Chills raced over me. Desperately worried, I closed the last distance between us. I reached out to gently touch her shoulder, then dropped my hand before making contact. “Let’s go upstairs. Want to soak in the hot springs? Or maybe we can listen to music—”

Anya’s eyes flew open. “You got to kill him,” she spat. “I didn’t. I don’t want to soak in a tub or listen to some sweet fucking song while you’re off playing the heroine.”

“That’s not—”

“I don’t want to be this anymore, Kenna.” Her voice cracked, and she tossed the skull back onto the pile before wrapping her arms around her waist, eyes sheened with tears. “I don’t want to be who I was yesterday, and I don’t want him in my head anymore. I don’t want to be like them.”

“Like who?”

She jerked her head towards the piles of the dead. “His victims.”

My chest hurt horribly. I finally understood, though. Anya came here after her nightmares because she felt some kinship with these scarred remains. But unlike them, she was still living, still breathing. She couldn’t kill Osric…but maybe she could take power back some other way.

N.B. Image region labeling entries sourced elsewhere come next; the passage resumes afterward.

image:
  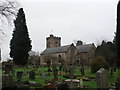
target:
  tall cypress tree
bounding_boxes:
[115,1,120,68]
[10,8,32,66]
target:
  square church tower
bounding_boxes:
[46,34,61,48]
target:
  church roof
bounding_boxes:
[76,44,94,52]
[41,45,70,55]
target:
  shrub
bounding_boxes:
[91,56,109,73]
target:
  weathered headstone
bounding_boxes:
[96,68,109,88]
[80,79,83,88]
[29,70,35,80]
[2,74,14,88]
[23,71,27,76]
[115,77,120,90]
[41,72,46,79]
[11,70,15,77]
[69,66,74,79]
[17,71,23,78]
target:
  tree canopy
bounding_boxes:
[10,8,32,65]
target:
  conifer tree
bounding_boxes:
[10,8,32,66]
[115,1,120,68]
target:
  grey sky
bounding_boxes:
[2,0,117,59]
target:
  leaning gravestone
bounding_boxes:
[17,71,23,78]
[29,70,35,80]
[96,68,109,88]
[41,72,46,79]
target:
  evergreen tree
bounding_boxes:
[115,1,120,67]
[10,8,32,66]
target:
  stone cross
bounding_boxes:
[96,68,109,88]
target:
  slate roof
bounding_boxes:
[41,44,93,55]
[76,44,93,52]
[41,45,70,55]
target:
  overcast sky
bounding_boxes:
[1,0,118,60]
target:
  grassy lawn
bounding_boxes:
[9,66,118,88]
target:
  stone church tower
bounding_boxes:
[46,34,61,48]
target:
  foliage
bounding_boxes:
[91,56,109,73]
[95,40,116,66]
[10,8,32,65]
[0,0,20,22]
[45,55,57,67]
[115,1,120,68]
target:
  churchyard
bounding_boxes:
[0,65,120,89]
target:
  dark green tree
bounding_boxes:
[10,8,32,66]
[115,1,120,68]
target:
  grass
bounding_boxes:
[9,66,118,88]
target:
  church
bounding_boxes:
[40,34,96,66]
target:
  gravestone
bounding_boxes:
[69,66,74,79]
[41,72,46,79]
[17,71,23,78]
[80,79,83,88]
[11,70,15,77]
[29,70,35,80]
[115,77,120,90]
[2,74,14,88]
[23,71,27,76]
[96,68,109,88]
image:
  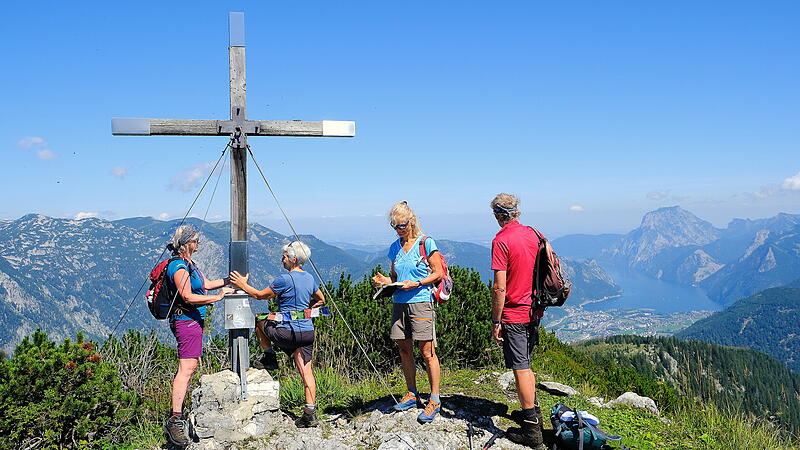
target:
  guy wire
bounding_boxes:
[247,145,397,403]
[103,142,231,347]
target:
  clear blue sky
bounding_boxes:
[0,1,800,242]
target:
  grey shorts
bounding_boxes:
[503,321,539,370]
[389,302,436,341]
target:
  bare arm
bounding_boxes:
[231,270,278,300]
[372,261,397,287]
[492,270,506,342]
[203,278,231,291]
[172,268,225,305]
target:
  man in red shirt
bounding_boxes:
[491,194,545,449]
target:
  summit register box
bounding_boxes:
[225,241,256,330]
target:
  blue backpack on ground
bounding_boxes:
[550,405,625,450]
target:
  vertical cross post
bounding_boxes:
[111,12,356,400]
[225,12,250,400]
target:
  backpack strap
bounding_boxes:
[419,236,431,267]
[164,255,197,316]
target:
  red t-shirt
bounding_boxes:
[492,220,539,323]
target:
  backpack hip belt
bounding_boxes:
[257,306,331,322]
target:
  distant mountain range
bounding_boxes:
[336,239,622,302]
[675,280,800,373]
[0,214,370,349]
[554,206,800,305]
[0,214,619,350]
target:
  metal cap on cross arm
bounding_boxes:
[111,12,356,399]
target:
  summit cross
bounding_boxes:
[111,12,355,399]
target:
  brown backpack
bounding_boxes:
[529,227,572,308]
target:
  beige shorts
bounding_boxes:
[389,302,436,341]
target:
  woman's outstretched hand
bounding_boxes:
[230,270,250,289]
[372,272,392,287]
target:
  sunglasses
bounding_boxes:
[392,222,411,230]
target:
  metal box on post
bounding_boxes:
[225,241,256,400]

A revelation came to me, the answer to the question of how to protect her when she refused to accept my concern.

I’d been coddling her—offering warm milk to help her sleep, asking if she was all right when the answer was obvious, shoving presents at her like that would somehow fix this horrible wound.

She’d always been the soft one of the two of us, so I’d thought she needed soft things.

Anya didn’t want to be coddled, though. She wanted to rip something apart.

“Do you want to learn to fight?” I asked her. “We have a whole armory. You can have your own weapons.”

She looked at me, eyes still wet. Her lips trembled…and she nodded.

My answering smile was wobbly. This wasn’t the same Anya I’d known.

None of us were the same, though. Time wore over us like a river, smoothing some areas and sharpening others, twisting us into shapes we’d never imagined.

“All right,” I said. “I have some books about fighting techniques, and I can show you what I’ve been learning.

There are some former soldiers in the house who can probably help, too.

” Though she would have to choose between her hatred of faeries and her desire to get stronger.

Anya’s eyes were drying. Her arms loosened and fell to her sides. “I want that,” she breathed. “I want to know how to hurt them.”

“Only our enemies,” I told her, feeling the prick of anxiety. “Not the people here, not like yesterday.”

“I know.” Regret washed over her face. “Yesterday doesn’t feel real. I woke up today, and I couldn’t understand it.”

“Because you slept.” She probably wouldn’t like this next part, but it was a mandatory condition for her training. “You have to keep sleeping, even if it scares you. You have to stop drinking so much. But if you can do that, you can have whatever weapons you want, and I’ll teach you how to kill.”

Once upon a time, Anya would have been horrified at the idea of hurting anyone. Now she looked like a drowning person who had been thrown a rope. “I can do it,” she said. “I’ll do anything if it means I won’t be that helpless again.”

An electric energy hummed through my veins.

Now that I knew what Anya wanted, I could help her seize it.

Who cared if she looked as excited about murder as she once had about pretty dresses or village festivals?

Whatever got her from this moment to the next was what we needed to do.

Whatever made her feel better, stronger, and more powerful. “You won’t be. I promise.”

Anya’s hazel eyes were so bright I could imagine a fire burning behind them.

The flames of renewed purpose. She had finally found something to look forward to, so she would have it, no matter the cost. And when I raided the brothel, I would hack apart the king’s bed and drag the mattress here for target practice.

Maybe she would still decide to return to Tumbledown in a few days. We hadn’t had that conversation yet. But maybe…maybe she would choose to stay with me instead.

“When do we start?” she asked.

I smiled, throat tight. “One more night of sleep, and then we can begin first thing in the morning.”